Semaforo verde dall’eurocamera – il nuovo Regolamento Ue che disciplinerà, attraverso un testo unico, i settori del vino, delle bevande spiritose e altri prodotti agricoli e agroalimentari a Indicazione Geografica, ha ottenuto il via libera. Il prossimo passo, da considerarsi più come prassi puntuale che come ostacolo, è di fato il pollice in su del Consiglio Europeo, che dovrebbe giungere entro la fine del prossimo mese.
Numeri alla mano, si tratta di un’ampia riforma che andrà a coinvolgere un totale complessivo di 3410 prodotti Dop e Igp nel contesto europeo (di questi, è bene notarlo, 890 provengono dal nostro caro e vecchio Stivale), forte di un valore alla produzione di 80 miliardi di euro (la fetta italiana, in questo caso, ammonta a poco più di un quarto del totale: 20,2 miliardi). Il nuovo regolamento, in altre parole, ha una mole – in termini di impatto, certo; ma più banalmente anche per le sue stesse dimensioni – decisamente notevole: diamo un’occhiata ai punti più importanti.
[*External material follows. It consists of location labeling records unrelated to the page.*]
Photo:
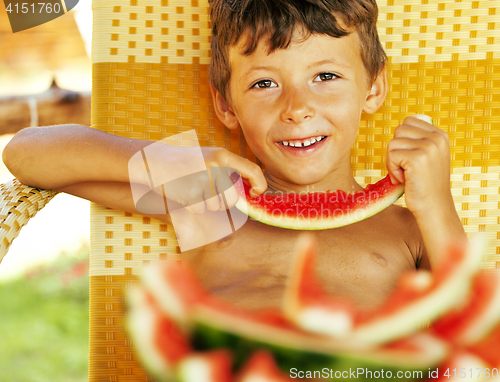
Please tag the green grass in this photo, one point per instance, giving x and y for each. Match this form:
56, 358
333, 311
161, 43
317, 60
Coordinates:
44, 323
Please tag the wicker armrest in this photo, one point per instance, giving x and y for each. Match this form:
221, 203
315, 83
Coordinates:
18, 204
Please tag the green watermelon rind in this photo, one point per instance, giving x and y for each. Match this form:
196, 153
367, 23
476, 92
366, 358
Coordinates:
213, 329
346, 218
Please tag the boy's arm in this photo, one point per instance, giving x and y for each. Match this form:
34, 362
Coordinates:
419, 157
116, 195
56, 156
67, 157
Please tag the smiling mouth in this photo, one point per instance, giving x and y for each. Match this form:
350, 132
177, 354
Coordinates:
301, 143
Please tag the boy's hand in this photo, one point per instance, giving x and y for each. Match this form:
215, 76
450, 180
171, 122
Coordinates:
419, 157
199, 192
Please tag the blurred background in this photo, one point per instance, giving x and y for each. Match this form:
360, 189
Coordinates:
46, 79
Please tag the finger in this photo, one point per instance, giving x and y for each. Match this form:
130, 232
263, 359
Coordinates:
197, 208
401, 162
252, 172
416, 121
225, 186
409, 144
213, 203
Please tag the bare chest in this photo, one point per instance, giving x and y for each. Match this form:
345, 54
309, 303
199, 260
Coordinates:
251, 266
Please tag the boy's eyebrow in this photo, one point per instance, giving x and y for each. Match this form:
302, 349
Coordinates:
257, 68
330, 61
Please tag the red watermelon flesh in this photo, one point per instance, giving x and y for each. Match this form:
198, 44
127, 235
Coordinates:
462, 366
317, 210
218, 324
419, 297
213, 366
261, 367
175, 287
307, 304
489, 348
157, 339
480, 314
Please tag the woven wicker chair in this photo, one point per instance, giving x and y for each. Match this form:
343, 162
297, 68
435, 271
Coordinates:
150, 61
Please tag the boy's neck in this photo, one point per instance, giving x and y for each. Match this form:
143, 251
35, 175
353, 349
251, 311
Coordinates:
338, 180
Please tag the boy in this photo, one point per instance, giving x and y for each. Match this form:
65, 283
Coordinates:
295, 76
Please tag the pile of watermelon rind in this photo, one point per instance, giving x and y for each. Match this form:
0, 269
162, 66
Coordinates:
182, 333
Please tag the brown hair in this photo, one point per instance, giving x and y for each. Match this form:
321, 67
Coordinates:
276, 20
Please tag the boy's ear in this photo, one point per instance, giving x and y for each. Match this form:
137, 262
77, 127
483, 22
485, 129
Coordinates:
377, 94
223, 110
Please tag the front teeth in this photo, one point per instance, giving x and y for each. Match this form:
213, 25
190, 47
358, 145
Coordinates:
304, 144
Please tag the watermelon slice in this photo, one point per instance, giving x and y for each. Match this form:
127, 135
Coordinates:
213, 324
478, 317
261, 367
306, 303
317, 210
214, 366
489, 348
156, 337
418, 298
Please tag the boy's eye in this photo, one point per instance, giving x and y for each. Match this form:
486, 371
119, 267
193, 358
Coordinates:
326, 77
262, 84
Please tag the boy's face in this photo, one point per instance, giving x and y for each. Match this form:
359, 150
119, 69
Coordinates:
317, 87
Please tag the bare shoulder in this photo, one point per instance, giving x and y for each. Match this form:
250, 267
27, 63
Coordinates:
402, 222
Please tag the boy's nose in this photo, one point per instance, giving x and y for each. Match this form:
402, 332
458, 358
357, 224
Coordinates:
296, 108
Un’occhiata alle nuove regole per le Indicazioni Geografiche
Per la prima volta la normativa europea ha raccolto in una sola base legislativa tutte le produzioni appartenenti, come accennato nelle righe precedenti, al mondo del vino, delle bevande spiritose e dei prodotti agroalimentari Dop e Igp: il percorso di approvazione, portato avanti nell’ottica di un nuovo sviluppo e potenziamento del comparto, è culminato con il voto in seduta plenaria del Parlamento europeo con 520 voti favorevoli, 19 contrari e 64 astensioni.
Le nuove norme, dicevamo, sono generalmente improntate nell’attribuzione di maggiori poteri ai produttori, in una semplificazione del processo di registrazione delle Indicazioni Geografiche e nel rafforzamento delle misure di tutela.
Misure di tutela che, è bene notarlo, sono di fatto state irrobustite sia per quanto concerne il piano online e digitale, attraverso l’Ufficio dell’Unione europea per la proprietà intellettuale; che in quello più tradizionalmente pratico dell’etichetta, con l’introduzione dell’obbligo, ad esempio, di indicare la presenza di un ingrediente Igp o Dop impiegato nella produzione del prodotto.
L’idea, spiega Paolo De Castro (Pd), relatore del progetto di riforma all’Europarlamento, è stata quella di eliminare “le falle che consentivano di sfruttare indebitamente la reputazione delle Ig, come nel caso dell’aceto balsamico sloveno e cipriota, o del Prosek made in Croazia”.
Altri campi di intervento, dicevamo, riguardano il potenziamento del ruolo dei Consorzi di tutela, forti dell’estensione da 3 a 6 anni per i piani di regolazione dell’offerta o della possibilità di creare clausole di condivisione del valore lungo la filiera, ma anche chiamati a redigere un rapporto di sostenibilità che documenti gli sforzi compiuti in termini di sostenibilità ambientale; e ancora una semplificazione, tradotta in uno snellimento dei tempi, per le richieste di modifica dei disciplinari, con questi che passeranno sotto la lente della Commissione europea solamente se forieri di potenziali restrizioni al mercato unico.